Garlic Planting & Growing Calendar (UK)

  • September – Prepare beds with well-drained, nutrient-rich soil. Add compost or well-rotted manure.
  • October–November – Plant cloves 2 inches ( 5 cm) deep and mulch well.
  • December–February (Winter) – Minimal care needed; keep beds weed-free, mulch if needed.
  • March–May (Spring) – Shoots appear; water during dry spells and keep soil evenly moist. Feed with a general organic fertiliser if growth is weak. A good comfrey tea would work well.
  • June – Watch for signs of maturity: lower leaves begin to yellow. Reduce watering to avoid bulb rot.
  • July – Harvest when 5–6 green leaves remain. Cure in a dry, shaded, airy place for 2–3 weeks. Store softneck garlic until spring; enjoy hardneck sooner.

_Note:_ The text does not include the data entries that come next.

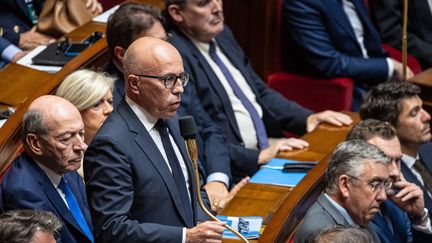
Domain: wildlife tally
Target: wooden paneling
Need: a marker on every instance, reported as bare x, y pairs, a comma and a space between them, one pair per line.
254, 25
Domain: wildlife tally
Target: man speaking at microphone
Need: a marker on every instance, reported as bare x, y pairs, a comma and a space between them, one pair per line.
139, 178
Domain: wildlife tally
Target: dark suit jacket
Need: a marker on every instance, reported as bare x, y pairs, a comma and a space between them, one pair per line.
131, 191
322, 215
212, 149
400, 222
15, 13
215, 100
388, 19
4, 43
425, 153
320, 40
26, 186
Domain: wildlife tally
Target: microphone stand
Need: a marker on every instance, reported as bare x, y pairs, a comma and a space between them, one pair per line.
404, 40
193, 154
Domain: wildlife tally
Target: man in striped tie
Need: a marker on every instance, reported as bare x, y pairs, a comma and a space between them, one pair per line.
44, 177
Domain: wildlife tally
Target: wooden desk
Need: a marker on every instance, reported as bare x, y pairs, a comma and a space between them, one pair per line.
283, 204
20, 85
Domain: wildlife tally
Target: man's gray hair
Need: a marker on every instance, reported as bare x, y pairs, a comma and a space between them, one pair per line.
343, 234
349, 158
19, 226
33, 122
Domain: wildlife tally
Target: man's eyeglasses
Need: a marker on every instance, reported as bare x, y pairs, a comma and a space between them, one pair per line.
170, 80
377, 185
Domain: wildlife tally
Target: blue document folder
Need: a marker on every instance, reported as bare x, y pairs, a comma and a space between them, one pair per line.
272, 174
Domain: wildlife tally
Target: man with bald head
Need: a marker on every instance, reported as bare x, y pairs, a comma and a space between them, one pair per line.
139, 177
44, 176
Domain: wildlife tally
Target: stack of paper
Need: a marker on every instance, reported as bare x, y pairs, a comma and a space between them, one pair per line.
272, 174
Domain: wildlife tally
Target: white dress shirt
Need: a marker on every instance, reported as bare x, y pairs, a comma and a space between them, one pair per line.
242, 116
149, 122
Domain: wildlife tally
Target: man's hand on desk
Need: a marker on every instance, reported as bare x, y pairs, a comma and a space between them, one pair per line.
217, 192
31, 39
18, 56
94, 6
209, 231
332, 117
219, 201
285, 144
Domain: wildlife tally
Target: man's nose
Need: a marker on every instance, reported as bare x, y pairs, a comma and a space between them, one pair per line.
381, 196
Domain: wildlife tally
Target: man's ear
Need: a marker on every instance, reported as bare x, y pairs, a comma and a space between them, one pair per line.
132, 81
34, 144
175, 13
343, 185
119, 54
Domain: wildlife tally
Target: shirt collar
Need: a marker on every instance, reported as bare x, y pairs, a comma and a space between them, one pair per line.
54, 177
341, 210
146, 119
409, 160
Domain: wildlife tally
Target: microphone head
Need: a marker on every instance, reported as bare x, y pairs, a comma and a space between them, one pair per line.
187, 127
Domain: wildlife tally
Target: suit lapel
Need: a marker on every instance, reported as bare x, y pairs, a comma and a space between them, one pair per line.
54, 197
335, 7
149, 148
81, 199
173, 126
334, 213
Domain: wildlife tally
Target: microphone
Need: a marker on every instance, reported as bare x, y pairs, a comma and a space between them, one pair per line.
188, 132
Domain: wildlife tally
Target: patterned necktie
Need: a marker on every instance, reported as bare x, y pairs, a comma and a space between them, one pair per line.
177, 173
256, 119
74, 208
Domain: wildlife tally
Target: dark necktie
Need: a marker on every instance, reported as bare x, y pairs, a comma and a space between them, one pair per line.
176, 171
74, 208
424, 173
256, 119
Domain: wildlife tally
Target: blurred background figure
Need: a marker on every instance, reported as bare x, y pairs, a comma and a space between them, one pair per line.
29, 226
91, 93
387, 16
18, 32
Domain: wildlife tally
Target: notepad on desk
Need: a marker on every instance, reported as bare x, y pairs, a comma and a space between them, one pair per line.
272, 173
248, 226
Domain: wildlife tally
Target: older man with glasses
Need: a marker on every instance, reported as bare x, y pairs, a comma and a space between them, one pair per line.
405, 198
138, 175
134, 20
356, 182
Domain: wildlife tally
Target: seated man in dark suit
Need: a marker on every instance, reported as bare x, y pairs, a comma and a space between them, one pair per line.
399, 104
337, 39
356, 180
392, 224
29, 226
139, 178
44, 177
388, 19
231, 92
134, 20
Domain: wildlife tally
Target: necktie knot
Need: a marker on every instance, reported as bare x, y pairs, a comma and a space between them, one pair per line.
212, 48
161, 127
63, 185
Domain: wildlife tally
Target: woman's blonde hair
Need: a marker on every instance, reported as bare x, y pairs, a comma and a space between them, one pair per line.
85, 88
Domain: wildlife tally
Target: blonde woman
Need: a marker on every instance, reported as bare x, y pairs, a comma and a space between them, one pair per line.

Companion Planting with Garlic

Garlic not only provides delicious bulbs but also acts as a natural pest deterrent in the garden. Its strong scent helps repel aphids, carrot fly, and even slugs to a degree. Garlic pairs well with crops such as carrots, beetroot, strawberries, lettuce, and tomatoes, as it discourages pests while taking up little space. Planting garlic near roses can also help deter greenfly. However, garlic doesn’t get along particularly well with legumes like peas and beans, as it can inhibit their growth. Strategic planting can make your garlic pull double duty: tasty harvests and natural pest protection.

Closing Thoughts

Overwintering garlic is one of the simplest and most rewarding ways to grow. By choosing the right variety for your climate, preparing well-drained soil (containers or raised beds), and giving your cloves a head start in autumn, you’ll enjoy a generous harvest of flavourful bulbs by midsummer. Whether you opt for robust hardnecks long-storing softnecks, or a mixture of both, garlic fits easily into most spaces and even provides benefits to neighbouring plants. With just a little effort in autumn, you’ll be reaping the rewards the following year—garlic that’s fresher, tastier, and more satisfying than anything you’ll find in the shops.